Yesterday the Senate followed the House in approving the transfer of terror suspects facing trial from Guantanamo Bay to prisons inside the United States. This bill, which will now go to the White House for signage, makes it much easier for Obama to close the prison camp which has been the subject of international condemnation and controversy. But will this enable the Administration to do so by the self-imposed deadline of one year after taking office?

The current commander at Guantanamo says that he’d only need ten days to carry out that order, according to a piece in the Miami Herald.

Navy Rear Adm. Tom Copeman told The Miami Herald and Fox News in an interview that his 2,100-member team of guards and other support staff can meet President Barack Obama’s Jan. 22 closure deadline right through the eighth anniversary of the establishment of the controversial prison camps.

“If they say on Jan. 12, ‘Move them out,’ we can meet the deadline,” he said, “given the proper amount of logistical support.”
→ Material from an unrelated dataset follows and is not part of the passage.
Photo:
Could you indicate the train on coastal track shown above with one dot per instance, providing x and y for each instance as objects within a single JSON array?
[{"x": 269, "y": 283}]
He ticked off such requirements as enough airplanes to move them elsewhere and ferry runs across the bay that separates the prison camps from the Navy base landing strip where C-17 Globemaster aircraft shuttle the captives away.

Given this endorsement of such a narrow timeline, there’s little standing in the way of the White House from the standpoint of logistics to remove the remaining 221 prisoners from the naval base. It’s only a matter of getting the political backing, which the Congress has now given them.